It was such a pleasure when Nicole agreed to be apart of this project - she is the first. I want to send a special thank you to the, " Village Maternity Services" you're awesome. Read about Nicoles journey of starting the village - Be inspired, stay focused, and fabulous.
The Village Maternity Services
Mompreneur: Nicole Vasicanna (Owner/Operator/Founder)
Years In Business: 2.5
⦁ When you were a kid what did you want to be when you grew up?
I kind of have a smart mouth. Loved to argue and play devil’s advocate so I thought being a prosecutor would be the perfect profession. But while in high school, I observed that quite a few of my friend’s parents were in business for themselves, and I knew then that I wanted that lifestyle.
⦁ What was your first business idea?
I use to sew quite a bit in high school. I started making and selling pillows. Then we had a culture week at school and I created a skirt out of bandannas. A few people liked my concept and requested I design some items for them using their country’s flag.
⦁ What do you wish you knew before starting your business?
Nothing actually. I dibble and dabbled in a few other entrepreneurial adventures so I knew that there would be no clear, straight, and direct path. Yes, I do believe success leaves clues, but no one’s journey is exactly the same and I believe you have to start before you’re ready; and that’s what I did. I also know that every overnight success is really a journey of 10 years.
⦁ What did you learn from your worse boss?
Honestly, I haven’t had any bad bosses. But through observation I’ve realized that every boss is NOT a leader; but it can be a skilled that’s learned. However, I inherently believe that some people are born with a natural affinity towards leading and bringing out the best in others.
⦁ What’s your highest level of education?
I hold a Bachelor’s degree in psychology.
Where do you find inspiration?
Books. Audiobooks. Meditation. My village and circle of friends. Also meeting new people. I’ve become incredibly open to learning about different cultures, opinions, and ways of life.
⦁ As a (single mompreneur ) how do you balance?

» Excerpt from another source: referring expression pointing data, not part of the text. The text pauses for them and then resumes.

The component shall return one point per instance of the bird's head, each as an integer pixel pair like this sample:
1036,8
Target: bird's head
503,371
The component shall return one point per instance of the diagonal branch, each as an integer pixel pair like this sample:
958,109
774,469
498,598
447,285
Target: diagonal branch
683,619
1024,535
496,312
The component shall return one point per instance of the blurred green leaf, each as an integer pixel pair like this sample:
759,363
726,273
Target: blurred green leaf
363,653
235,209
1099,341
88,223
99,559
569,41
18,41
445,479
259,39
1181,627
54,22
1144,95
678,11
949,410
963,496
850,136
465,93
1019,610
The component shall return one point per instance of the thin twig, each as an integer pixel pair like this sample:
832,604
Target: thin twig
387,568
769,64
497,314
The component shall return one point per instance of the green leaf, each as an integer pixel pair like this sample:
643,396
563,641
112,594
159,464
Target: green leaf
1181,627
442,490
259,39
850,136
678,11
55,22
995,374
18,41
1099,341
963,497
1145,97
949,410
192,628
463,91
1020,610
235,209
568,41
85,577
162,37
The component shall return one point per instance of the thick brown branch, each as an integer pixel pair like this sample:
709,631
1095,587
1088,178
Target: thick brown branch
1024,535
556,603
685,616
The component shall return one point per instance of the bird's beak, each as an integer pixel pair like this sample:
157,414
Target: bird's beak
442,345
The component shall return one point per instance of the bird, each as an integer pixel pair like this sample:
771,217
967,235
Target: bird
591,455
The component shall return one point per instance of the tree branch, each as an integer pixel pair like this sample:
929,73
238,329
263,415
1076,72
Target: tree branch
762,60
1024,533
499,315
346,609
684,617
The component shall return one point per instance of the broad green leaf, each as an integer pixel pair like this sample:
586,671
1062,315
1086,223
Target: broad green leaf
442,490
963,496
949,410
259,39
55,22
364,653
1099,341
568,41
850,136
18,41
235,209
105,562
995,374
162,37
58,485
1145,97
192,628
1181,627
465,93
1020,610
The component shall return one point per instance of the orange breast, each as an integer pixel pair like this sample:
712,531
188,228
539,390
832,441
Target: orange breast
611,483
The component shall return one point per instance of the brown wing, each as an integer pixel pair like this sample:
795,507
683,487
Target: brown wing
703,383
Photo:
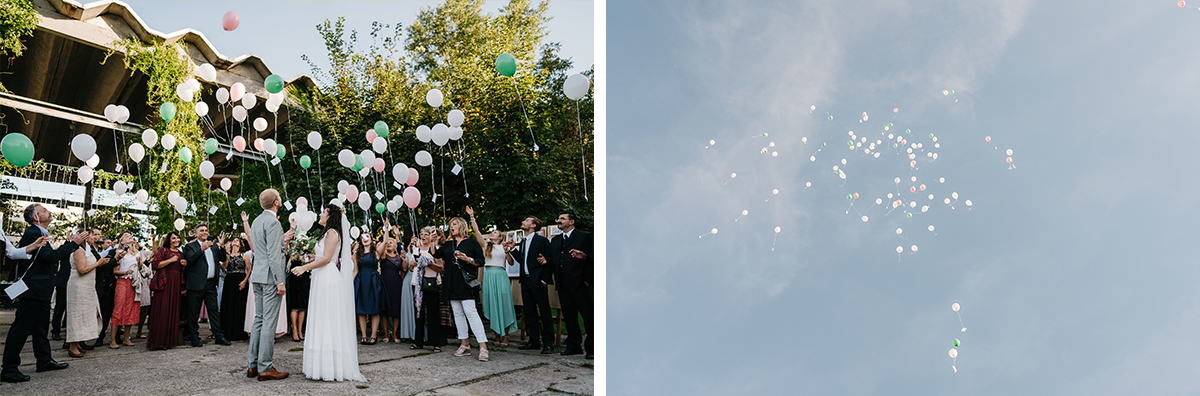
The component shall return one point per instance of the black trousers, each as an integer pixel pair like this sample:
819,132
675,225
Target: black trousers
431,316
33,317
535,311
106,313
60,310
576,301
209,297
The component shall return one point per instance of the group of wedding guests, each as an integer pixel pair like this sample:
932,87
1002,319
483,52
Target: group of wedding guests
409,292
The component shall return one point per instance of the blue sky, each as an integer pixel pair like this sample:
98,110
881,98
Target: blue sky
281,31
1075,270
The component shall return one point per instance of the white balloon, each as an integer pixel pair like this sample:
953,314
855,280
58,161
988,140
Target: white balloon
346,157
208,72
364,201
367,159
400,172
455,118
168,142
441,135
85,174
83,147
433,97
576,87
123,114
424,159
239,113
379,144
111,113
249,101
315,139
207,169
137,151
424,133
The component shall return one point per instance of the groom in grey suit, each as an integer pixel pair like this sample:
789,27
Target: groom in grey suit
267,276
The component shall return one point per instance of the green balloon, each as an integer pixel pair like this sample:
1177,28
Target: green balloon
507,64
210,145
167,111
17,149
274,83
382,129
185,155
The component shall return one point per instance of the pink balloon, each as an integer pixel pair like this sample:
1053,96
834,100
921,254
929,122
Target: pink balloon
412,177
237,91
412,197
239,143
231,21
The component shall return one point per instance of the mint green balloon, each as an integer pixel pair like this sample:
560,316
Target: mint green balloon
274,83
185,155
382,129
507,64
17,149
167,111
210,145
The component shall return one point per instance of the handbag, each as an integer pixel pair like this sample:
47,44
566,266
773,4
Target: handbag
429,285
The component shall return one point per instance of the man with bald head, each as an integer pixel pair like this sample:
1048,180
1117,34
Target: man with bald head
267,275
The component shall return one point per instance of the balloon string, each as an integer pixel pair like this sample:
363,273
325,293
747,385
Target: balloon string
526,114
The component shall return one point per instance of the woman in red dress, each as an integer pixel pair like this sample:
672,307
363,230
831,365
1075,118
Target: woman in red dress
168,261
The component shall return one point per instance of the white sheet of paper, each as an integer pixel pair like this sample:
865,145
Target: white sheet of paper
16,289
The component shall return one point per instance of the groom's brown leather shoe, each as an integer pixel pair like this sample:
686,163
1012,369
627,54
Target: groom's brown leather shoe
271,375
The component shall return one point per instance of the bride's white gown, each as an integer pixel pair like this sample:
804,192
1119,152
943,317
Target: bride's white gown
330,348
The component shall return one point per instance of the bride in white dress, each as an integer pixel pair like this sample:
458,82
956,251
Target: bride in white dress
330,348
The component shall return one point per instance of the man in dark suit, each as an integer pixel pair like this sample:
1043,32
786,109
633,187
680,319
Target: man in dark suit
201,279
570,255
33,316
535,277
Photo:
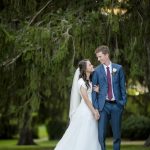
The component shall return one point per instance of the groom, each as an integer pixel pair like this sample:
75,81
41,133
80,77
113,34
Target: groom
111,99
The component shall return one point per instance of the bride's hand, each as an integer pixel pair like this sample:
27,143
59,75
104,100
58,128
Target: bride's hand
96,88
96,114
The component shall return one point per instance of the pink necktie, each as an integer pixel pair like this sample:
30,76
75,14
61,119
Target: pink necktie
109,84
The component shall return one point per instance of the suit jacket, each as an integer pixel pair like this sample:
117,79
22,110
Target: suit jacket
118,83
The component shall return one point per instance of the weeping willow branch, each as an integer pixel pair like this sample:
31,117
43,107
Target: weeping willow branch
35,16
13,60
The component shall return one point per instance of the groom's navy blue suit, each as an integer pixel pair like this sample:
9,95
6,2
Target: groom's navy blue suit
109,111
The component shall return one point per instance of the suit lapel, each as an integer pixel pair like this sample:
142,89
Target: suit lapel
112,73
102,70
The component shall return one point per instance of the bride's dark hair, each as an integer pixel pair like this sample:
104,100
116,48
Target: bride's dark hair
82,67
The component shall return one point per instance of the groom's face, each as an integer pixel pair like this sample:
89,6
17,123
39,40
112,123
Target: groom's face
102,58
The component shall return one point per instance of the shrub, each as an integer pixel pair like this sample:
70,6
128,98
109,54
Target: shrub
136,128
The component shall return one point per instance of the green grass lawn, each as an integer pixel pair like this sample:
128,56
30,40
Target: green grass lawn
49,145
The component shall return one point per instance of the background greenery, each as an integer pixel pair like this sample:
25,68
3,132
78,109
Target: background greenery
41,43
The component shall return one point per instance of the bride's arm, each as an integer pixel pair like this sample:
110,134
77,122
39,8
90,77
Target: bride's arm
88,102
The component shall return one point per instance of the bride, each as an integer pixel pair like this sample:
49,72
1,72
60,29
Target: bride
82,133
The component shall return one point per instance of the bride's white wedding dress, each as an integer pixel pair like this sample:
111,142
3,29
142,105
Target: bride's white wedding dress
82,133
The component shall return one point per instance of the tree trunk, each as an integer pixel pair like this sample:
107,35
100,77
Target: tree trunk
25,137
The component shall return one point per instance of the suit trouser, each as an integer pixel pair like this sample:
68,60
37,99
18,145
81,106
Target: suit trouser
113,113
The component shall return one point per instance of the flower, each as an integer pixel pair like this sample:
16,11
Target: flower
114,70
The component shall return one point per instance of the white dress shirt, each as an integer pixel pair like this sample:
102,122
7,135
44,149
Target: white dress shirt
110,69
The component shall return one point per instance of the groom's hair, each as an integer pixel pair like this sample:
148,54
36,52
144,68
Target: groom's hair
103,48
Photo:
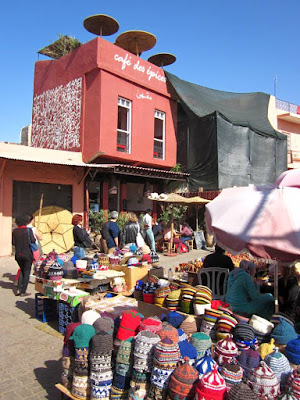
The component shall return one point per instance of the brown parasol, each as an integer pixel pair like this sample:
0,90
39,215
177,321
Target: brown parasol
162,59
136,41
101,24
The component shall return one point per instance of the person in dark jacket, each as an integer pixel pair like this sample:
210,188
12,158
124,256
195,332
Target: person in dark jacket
21,239
81,237
130,229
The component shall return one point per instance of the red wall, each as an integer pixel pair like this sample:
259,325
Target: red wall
105,72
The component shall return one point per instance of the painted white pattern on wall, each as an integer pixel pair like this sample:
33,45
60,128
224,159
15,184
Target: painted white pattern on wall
56,117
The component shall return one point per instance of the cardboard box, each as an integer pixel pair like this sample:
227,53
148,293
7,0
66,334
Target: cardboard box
132,274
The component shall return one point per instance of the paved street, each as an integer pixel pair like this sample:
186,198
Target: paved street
30,351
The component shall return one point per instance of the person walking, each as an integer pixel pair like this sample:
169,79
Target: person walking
148,233
21,239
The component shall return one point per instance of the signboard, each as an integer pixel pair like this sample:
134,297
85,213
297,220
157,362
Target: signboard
199,239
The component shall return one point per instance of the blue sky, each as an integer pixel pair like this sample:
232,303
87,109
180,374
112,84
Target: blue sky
232,45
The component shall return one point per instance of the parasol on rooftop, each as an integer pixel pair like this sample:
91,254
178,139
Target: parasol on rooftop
162,59
56,228
136,42
101,25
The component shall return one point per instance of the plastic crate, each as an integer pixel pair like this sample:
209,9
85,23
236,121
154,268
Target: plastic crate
66,315
45,309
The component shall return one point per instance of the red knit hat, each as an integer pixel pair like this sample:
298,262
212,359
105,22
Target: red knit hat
211,386
129,324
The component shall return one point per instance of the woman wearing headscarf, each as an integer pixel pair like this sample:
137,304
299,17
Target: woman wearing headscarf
243,295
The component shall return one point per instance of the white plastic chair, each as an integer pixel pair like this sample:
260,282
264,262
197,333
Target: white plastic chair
216,279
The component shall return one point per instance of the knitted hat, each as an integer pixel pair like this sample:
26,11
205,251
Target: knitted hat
241,391
129,324
189,325
261,325
89,317
292,351
283,332
248,359
266,348
152,324
169,331
182,382
211,386
263,382
82,335
188,350
225,351
104,324
232,373
205,364
294,383
175,319
280,365
181,335
201,342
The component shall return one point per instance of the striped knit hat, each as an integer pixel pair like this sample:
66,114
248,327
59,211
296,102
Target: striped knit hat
182,382
280,365
169,331
189,325
263,382
201,342
211,386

There’s no such thing as balance in respect to most people’s understanding of it. I don’t think you can practically have balance on a daily basis. But over the course of a month, 2 months, 3 months period I work to create a structure that resembles balance. For me, this means making a conscious effort to schedule time with loved ones. Carving out alone time for me. And no longer being afraid to say NO to projects that are not in alignment with my goals.
⦁ How is it being a (single mompreneur) running a business?
I won’t say it’s difficult, but it’s not for the faint at heart. I’m okay with being without. By no means do I expect to be a permanent situation. But I do believe that when you sign up for this lifestyle you inherently are signing up for making many sacrifices. I do my best to shield my son from that. I will go without before he does. But I also don’t want to sugarcoat it either. I don’t think I would be doing him any justice if he though money grew on trees. He’s going to grow up to be someone’s husband and father. And if he’s going to do it well, that’s no easy task. These are lessons I don’t want to shy away from teaching him. I try to be strategic about what I expose him to. But I believe he understands that I work so hard in order to make his life better than mine.
⦁ What advice would you give other (single mompreneurs / mompreneurs)?
Just go for it and start. I think we get so caught up in the big idea. The final destination. While those ideas are amazing, they’re also grandiose and overwhelming. Start focusing on, “What can I do right now” What steps can I take now” and begin to take those baby steps. Moving forward is still moving. You just have to take the first step and start.
⦁ Sometimes you have to make tough decisions whether it’s personal, family, relationships or business. Do you ever feel misunderstood? Give examples or details.
Oh definitely. I think the hardest thing for me right now is juggling my financial resources and it may come across as me not wanting to spend time/ or hang out. But there are so many things I want to do, places I want to go, things I want to experience. I think those around me sometimes don’t realize I can’t say yes to every invitation because every penny adds up.
⦁ How important would you say is having a support system? Who’s a part of your circle?
HA! I wouldn’t be Nicole without my support systems. This is why my company is called The Village Maternity Services; because I believe in the power of the collected. My support system helps me with my son. My extended family plays a huge role in this, and I couldn’t do half the things I wanted to without them. I look to friends and family around me to keep me grounded & focused. To check me when I’m not living up to full potential and to help identify weakness and blind spots. I know who I am and what I want so, our opinions may clash, and I may not always take their advice. But I think the moment you believe you’ve got it all figured out you just lost your way. I’ve learned to ask for help and that I’m incapable of doing it all by myself.
A very difficult lesson I learned in nursing school while on the brink of almost failing pediatrics. I was working part time, full time nursing student, and my scholarship program required clinical/work hours as well. It took one of my lead professors sitting me down and saying, you need to ask for help. Who can help you? She flat out told me that if I continued to try and do this alone, that I would fail. This was a very difficult lesson for me as I HATE inconveniencing people. But she made me realize that those that care about you usually want to help, I just needed to ask.